How to integrate $\frac{1}{(x^2-4x+6)^{3/2}}$ with respect to x? I need to find $\int\frac{1}{(x^2-4x+6)^{3/2}}dx$ but am not sure where to start. I tried breaking up the denominator into $(x^2-4x+6)$ and $(x^2-4x+6)^\frac1{2}$ but can't figure out how I would integrate that by parts.
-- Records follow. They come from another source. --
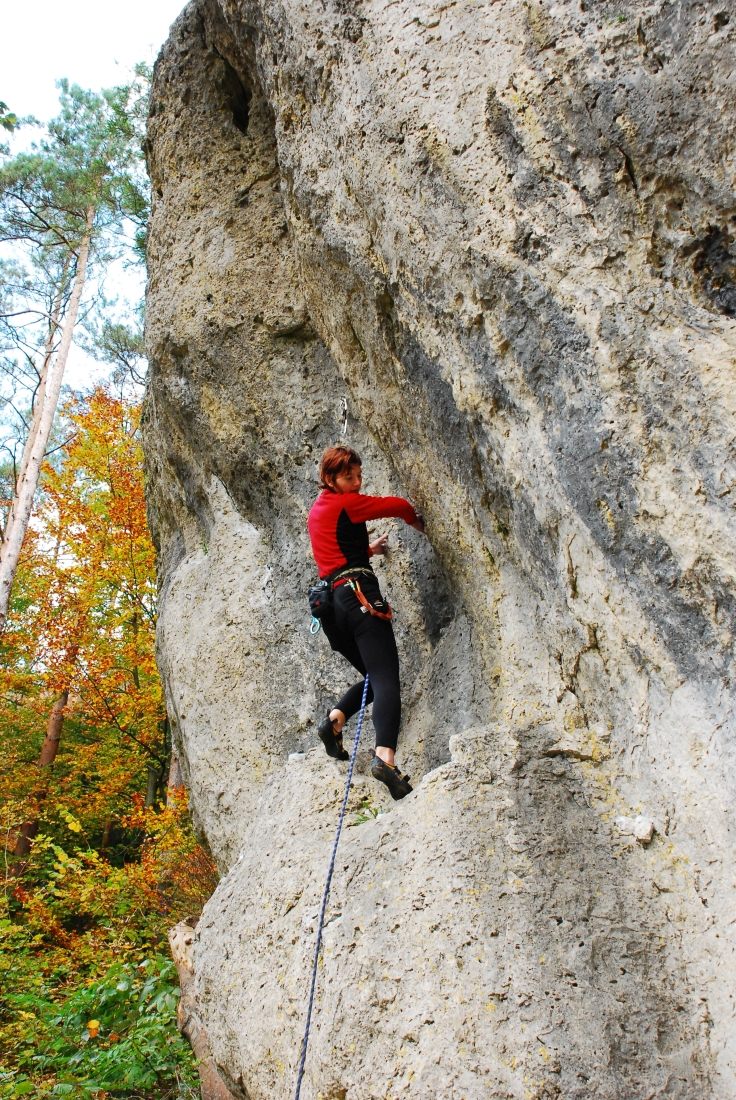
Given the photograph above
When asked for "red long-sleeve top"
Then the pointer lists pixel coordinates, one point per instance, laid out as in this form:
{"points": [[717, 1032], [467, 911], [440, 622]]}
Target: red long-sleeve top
{"points": [[338, 531]]}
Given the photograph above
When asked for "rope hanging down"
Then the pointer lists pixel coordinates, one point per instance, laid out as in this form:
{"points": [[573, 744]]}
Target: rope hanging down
{"points": [[305, 1041]]}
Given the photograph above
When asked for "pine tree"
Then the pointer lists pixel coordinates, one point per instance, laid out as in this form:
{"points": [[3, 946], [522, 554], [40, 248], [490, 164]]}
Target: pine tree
{"points": [[64, 209]]}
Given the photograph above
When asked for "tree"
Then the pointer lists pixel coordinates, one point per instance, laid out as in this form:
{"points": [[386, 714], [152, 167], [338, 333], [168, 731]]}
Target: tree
{"points": [[8, 120], [64, 207], [83, 626]]}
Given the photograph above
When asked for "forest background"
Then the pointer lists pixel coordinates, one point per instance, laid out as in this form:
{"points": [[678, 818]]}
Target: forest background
{"points": [[99, 858]]}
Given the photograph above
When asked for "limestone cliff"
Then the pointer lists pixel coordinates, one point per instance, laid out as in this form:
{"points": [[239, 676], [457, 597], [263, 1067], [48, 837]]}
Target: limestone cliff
{"points": [[504, 232]]}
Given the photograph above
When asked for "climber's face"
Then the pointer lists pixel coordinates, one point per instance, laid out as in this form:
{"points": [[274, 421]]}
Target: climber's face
{"points": [[350, 482]]}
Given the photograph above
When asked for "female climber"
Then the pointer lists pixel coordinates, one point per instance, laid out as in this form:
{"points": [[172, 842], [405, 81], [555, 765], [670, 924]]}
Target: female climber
{"points": [[359, 623]]}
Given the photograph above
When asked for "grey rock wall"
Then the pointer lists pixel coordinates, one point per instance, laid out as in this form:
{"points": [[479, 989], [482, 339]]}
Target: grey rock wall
{"points": [[504, 232]]}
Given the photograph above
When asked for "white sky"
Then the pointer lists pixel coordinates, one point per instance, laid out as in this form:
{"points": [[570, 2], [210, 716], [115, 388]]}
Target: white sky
{"points": [[95, 43]]}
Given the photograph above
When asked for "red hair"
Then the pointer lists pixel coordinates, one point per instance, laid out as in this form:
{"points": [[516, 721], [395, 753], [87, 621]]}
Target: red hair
{"points": [[337, 461]]}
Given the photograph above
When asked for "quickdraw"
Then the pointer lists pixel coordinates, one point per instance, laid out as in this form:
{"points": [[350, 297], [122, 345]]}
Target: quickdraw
{"points": [[356, 589]]}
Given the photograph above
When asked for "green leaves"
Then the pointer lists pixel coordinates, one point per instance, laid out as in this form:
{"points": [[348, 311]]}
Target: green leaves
{"points": [[134, 1044]]}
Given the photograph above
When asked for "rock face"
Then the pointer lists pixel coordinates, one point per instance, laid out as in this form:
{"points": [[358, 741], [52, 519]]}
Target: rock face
{"points": [[504, 233]]}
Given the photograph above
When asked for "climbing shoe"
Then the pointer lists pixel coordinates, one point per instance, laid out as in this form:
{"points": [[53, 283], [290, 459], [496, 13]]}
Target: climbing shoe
{"points": [[398, 785], [331, 739]]}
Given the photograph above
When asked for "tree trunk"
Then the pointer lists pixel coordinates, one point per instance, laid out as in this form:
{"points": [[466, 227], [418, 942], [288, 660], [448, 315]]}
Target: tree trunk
{"points": [[48, 751], [180, 939], [43, 418], [40, 398], [175, 778]]}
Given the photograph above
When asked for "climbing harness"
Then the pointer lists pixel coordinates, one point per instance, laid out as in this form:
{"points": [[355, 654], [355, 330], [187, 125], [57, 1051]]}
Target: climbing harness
{"points": [[320, 925], [320, 596]]}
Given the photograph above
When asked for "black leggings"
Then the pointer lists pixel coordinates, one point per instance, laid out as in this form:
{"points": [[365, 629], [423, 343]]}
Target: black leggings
{"points": [[369, 644]]}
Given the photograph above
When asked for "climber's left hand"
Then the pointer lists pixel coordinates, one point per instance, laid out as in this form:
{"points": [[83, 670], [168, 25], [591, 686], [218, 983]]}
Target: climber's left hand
{"points": [[380, 545]]}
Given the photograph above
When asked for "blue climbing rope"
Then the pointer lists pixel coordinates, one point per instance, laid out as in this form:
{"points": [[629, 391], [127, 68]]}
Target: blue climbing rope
{"points": [[305, 1041]]}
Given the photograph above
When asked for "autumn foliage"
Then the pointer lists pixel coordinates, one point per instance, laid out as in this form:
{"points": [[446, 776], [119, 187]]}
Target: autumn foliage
{"points": [[106, 873]]}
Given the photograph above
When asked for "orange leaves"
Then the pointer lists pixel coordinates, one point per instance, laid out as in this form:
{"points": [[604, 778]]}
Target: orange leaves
{"points": [[83, 617]]}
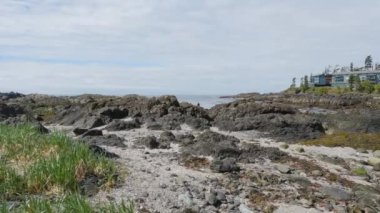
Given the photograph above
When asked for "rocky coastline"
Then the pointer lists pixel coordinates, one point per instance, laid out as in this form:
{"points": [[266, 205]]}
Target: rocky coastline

I also thought about using partial fractions, but I don't know how to do that with a fractional exponent.
 A: The first thing you think of when you see $x^2-4x+6$ is completing the square:
$$
(x^2-4x + 4) + 2 = (x-2)^2+2 = \underbrace{{}\quad u^2 + 2\quad {}}_\text{No 1st-degree term}.
$$
Then you have
$$
\int \frac{du}{(u^2+2)^{3/2}}\tag 1
$$
(where $dx$ has become $du$ since $\dfrac d {dx} (x-2)=1$).
Letting $u = \sqrt 2 \tan\theta$ we get $du = \sqrt 2 \sec^2\theta\,d\theta$ and $u^2+2 = 2\sec^2\theta$.
The purpose of completing the square is always to reduce a problem involving a quadratic polynomial with a first-degree term to a problem involving a quadratic polynomial with no first-degree term.
The integral $(1)$ becomes
$$
\int \frac{\sqrt 2 \sec^2\theta\,d\theta}{\sqrt 2 ^3 \sec^3\theta} = \frac 1 2 \int \frac{d\theta}{\sec\theta}.
$$
That one is found in all the tables.
At some point you'll need to convert $\sec\theta$ back to $\sqrt{u^2+2}$ and $\tan\theta$ to $u/\sqrt 2$, and then convert back to functions of $x$.  (Unless you're doing a definite integral, in which case, just change to the appropriate bounds on $\theta$ and plug those in for $\theta$ at the end.)